A quarter of the estimated 950,000 Americans with HIV are unaware that they have it, the CDC says.
SCRIPPS HOWARD NEWS SERVICE
Casting a wider testing net for the AIDS-causing virus HIV to include virtually all Americans would be as worthwhile and cost-effective as common preventive exams including mammograms and colonoscopies, new studies conclude.
"We're convinced based on what we've done that there needs to be more screening. The current approach is clearly inadequate," said Dr. Douglas Owens, an investigator at the VA Palo Alto Medical Center in California and an associate professor of medicine at Stanford University. He is senior author of one of the studies published today in the New England Journal of Medicine.
A second report, by researchers at Yale and Harvard universities, used different data and mathematical models. It concluded that voluntary screening every three to five years is cost-effective for all but very low-risk populations.
"This represents a golden opportunity to jump-start the expansion of HIV testing services in the U.S.," said A. David Paltiel, lead author of the second study and an associate professor at the Yale School of Medicine.
Objective
Researchers hope the findings will encourage doctors and clinics to do more testing and insurance companies to pay for the screening.
The Centers for Disease Control and Prevention currently recommends that only such higher-risk populations as intravenous drug users and prostitutes be routinely screened for the AIDS-causing human immunodeficiency virus. Close to one in 100 people in such groups are estimated to be HIV-positive.
But the CDC says that a quarter of the estimated 950,000 Americans with HIV are unaware that they have it.
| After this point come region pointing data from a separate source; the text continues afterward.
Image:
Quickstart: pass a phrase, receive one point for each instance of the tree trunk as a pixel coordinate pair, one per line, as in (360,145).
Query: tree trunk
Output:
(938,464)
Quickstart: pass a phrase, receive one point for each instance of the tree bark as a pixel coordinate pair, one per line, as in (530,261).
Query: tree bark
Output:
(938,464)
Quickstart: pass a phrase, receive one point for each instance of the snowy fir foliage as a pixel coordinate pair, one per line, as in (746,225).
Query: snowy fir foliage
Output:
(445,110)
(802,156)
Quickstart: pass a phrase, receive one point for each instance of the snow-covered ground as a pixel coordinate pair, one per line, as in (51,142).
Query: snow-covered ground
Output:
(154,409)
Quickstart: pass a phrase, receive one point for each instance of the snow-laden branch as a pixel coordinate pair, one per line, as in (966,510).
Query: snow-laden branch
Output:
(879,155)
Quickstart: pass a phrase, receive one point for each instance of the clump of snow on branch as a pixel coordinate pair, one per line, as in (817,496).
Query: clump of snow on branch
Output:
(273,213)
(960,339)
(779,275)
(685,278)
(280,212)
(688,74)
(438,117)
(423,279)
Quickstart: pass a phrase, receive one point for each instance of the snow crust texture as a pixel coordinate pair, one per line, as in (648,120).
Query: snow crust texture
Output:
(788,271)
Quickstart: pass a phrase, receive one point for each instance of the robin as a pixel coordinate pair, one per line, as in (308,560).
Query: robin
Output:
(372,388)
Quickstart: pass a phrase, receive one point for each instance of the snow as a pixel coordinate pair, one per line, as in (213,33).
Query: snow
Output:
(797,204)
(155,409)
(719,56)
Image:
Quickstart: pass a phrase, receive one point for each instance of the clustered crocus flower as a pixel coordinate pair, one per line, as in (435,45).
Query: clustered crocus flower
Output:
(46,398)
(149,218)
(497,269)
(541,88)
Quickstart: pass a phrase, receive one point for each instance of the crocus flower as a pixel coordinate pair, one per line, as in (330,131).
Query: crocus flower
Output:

And, the agency says, about 40,000 new infections occur in the United States each year, with about half of them in people unaware they are HIV-positive.
"Past cost-effectiveness studies of HIV screening were conducted before the advent of highly active anti-retroviral therapy, a treatment regimen that has made AIDS a chronic disorder with much longer life expectancies," said Gillian Sanders, an analyst at the Duke Clinical Research Institute and lead author of the study with Owens.
Such new treatments have drastically increased the life expectancy for hundreds of thousands of Americans with the virus. Many researchers believe these therapies have reduced patients' ability to infect others.
But it's important to start the drug regimen early. More than 40 percent of patients don't even learn they have HIV until they start showing symptoms of full-blown AIDS, which prompts them to get tested in the first place.
More extensive testing presumably would get more infected people into treatment earlier and result in less risky interactions with sexual partners. Sanders and Owens calculated, for instance, that one-time routine screening would cut the HIV transmission rate by about 21 percent a year and lengthen the life of an infected person by an average of 1.5 years.
Costs
The commonly accepted threshold for cost-effectiveness of medical interventions in this country is $50,000 for each year of "quality-adjusted" life gained. Sanders and Owens found that even in low-risk settings, where as few as one in 2,000 people would be expected to have undiagnosed HIV, the cost of screening would be about $41,000 per added year of higher-quality life.
By comparison, routine screenings for high blood pressure, colon cancer and type-2 diabetes can range overall from $48,000 to $56,000 for each additional year of higher-quality life.
Paltiel's team found similar cost-effectiveness for three- to five-year testing intervals among those who were neither celibate nor in monogamous heterosexual relationships.